Published online Feb 21, 2007. doi: 10.3748/wjg.v13.i7.1098
Revised: November 15, 2006
Accepted: January 12, 2007
Published online: February 21, 2007
AIM: To investigate the incidence of KIT immunoho-stochemical staining in (GI) stromal tumors (GISTs), and to analyze the clinical manifestations of the tumors and prognostic indicators.
METHODS: We retrospectively analyzed 50 cases of previously diagnosed GISTs. Tissue samples were assessed with KIT (CD117 antigen), CD34, SMA, desmin, S-100, NSE, PCNA, Ki-67, and BCL-2 for immunohistochemical study and pathological characteristics were analyzed for prognostic factors.

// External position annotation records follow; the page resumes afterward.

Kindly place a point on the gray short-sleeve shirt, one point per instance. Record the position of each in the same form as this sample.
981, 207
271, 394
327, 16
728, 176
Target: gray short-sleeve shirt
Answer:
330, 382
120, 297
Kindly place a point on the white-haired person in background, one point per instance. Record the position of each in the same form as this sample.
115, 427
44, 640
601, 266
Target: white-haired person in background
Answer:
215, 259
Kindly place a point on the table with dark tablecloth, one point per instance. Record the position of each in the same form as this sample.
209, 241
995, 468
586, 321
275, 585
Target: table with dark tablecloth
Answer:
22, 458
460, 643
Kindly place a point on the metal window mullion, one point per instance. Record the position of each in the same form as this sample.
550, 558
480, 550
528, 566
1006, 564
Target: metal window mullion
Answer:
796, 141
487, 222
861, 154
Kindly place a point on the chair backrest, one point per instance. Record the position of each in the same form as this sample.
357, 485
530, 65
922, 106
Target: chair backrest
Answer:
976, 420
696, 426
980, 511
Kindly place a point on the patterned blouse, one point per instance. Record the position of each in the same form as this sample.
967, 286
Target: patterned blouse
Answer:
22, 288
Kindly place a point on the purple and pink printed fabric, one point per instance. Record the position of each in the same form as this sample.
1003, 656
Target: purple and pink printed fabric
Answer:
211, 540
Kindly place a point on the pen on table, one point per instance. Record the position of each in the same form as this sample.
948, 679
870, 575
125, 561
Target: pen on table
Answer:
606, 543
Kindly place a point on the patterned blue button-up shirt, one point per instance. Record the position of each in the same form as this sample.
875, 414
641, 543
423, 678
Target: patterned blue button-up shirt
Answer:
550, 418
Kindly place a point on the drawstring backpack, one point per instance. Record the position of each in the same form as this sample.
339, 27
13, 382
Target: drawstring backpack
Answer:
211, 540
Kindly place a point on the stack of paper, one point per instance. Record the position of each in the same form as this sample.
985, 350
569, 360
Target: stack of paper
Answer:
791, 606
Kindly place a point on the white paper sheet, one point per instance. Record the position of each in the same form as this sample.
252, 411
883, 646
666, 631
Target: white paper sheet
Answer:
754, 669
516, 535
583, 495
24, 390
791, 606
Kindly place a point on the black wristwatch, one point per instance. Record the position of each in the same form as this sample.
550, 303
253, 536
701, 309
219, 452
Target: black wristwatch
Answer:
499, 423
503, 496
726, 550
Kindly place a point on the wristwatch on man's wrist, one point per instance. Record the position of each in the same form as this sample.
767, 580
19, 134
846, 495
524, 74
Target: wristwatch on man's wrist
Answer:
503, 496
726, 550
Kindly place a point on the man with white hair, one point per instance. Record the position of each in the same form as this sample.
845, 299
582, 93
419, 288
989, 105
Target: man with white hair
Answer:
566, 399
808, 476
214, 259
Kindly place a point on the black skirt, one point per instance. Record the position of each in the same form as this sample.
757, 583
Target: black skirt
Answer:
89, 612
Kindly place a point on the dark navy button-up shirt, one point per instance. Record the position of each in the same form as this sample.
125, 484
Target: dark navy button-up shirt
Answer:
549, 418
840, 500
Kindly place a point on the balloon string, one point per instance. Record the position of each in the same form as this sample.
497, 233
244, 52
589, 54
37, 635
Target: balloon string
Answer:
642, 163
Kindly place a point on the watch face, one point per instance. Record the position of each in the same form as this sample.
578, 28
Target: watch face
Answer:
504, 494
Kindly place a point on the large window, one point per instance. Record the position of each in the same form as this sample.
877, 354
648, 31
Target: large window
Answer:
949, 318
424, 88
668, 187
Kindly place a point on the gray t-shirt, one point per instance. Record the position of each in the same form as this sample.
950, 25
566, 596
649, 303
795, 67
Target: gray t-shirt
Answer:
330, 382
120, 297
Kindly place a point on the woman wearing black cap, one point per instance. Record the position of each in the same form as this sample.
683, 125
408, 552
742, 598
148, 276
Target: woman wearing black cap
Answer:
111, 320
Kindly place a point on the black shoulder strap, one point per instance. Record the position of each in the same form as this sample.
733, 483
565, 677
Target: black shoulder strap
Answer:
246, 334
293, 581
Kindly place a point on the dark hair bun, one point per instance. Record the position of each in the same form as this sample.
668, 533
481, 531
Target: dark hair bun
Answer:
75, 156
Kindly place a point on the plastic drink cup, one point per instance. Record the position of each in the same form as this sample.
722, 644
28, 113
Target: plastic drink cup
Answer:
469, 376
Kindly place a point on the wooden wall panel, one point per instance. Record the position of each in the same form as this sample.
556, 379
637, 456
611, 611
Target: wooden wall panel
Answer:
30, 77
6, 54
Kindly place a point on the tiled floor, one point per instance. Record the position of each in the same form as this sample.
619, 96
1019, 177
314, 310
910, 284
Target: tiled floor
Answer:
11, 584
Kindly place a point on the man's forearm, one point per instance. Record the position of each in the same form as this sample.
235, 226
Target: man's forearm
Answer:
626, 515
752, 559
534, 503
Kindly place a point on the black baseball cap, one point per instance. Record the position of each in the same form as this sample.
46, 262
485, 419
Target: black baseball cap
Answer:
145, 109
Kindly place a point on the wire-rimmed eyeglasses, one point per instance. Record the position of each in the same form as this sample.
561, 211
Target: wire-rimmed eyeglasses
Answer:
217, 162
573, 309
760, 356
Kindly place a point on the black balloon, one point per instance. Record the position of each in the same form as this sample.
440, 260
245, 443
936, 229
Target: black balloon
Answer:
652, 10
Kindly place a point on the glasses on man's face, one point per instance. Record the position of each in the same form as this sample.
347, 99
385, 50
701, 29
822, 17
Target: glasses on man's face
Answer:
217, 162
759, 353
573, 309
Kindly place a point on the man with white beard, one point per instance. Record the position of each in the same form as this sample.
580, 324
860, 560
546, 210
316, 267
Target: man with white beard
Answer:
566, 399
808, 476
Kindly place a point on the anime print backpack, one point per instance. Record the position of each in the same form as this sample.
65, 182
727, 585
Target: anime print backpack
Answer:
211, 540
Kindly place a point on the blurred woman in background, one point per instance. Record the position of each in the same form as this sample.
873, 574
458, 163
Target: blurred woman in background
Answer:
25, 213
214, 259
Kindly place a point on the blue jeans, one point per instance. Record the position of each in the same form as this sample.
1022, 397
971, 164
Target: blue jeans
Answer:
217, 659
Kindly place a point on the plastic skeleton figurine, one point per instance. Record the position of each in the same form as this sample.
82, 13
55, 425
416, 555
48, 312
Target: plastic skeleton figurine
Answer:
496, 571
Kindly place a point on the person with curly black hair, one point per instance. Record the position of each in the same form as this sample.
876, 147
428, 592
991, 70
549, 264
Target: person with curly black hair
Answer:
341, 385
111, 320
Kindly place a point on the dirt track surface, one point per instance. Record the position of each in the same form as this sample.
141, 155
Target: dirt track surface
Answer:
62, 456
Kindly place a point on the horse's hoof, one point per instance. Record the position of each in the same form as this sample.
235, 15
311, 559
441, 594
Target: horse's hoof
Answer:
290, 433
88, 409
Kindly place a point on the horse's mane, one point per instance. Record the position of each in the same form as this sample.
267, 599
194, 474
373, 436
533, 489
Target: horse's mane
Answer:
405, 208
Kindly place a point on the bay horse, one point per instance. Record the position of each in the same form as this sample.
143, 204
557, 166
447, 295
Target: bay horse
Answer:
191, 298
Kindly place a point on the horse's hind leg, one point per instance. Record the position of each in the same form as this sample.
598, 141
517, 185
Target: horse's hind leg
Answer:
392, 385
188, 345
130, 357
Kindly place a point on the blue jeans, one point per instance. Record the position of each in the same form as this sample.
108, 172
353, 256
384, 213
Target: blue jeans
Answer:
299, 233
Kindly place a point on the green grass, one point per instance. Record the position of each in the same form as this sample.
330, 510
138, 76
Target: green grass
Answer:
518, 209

RESULTS: Fifteen tumors (30%) were negative in KIT staining. A significant association was observed between gender (male patients: 14/15) and KIT-negative staining (P = 0.003).The patients's mean age was 56.6 years. Tumors developed in stomach (n = 8), small intestine (n = 5), large intestine (n = 1) and oesophagus (n = 1). The mean tumor size was 5.72 cm. The mitotic count ranged from 0-29/50 HPF (mean: 3.4) and 73% of tumors showed no necrosis. The majority of the tumors (67%) had dual or epithelioid differentiation. Tumors were classified as very low or low risk (n = 7), intermediate risk (n = 5), and high risk (n = 3) groups. Twelve (80%) patients were alive without evidence of residual tumor for an average period of 40.25 mo (12-82 mo); three patients developed metastatic disease to the liver and eventually died within 2-12 mo (median survival: 8.6 mo).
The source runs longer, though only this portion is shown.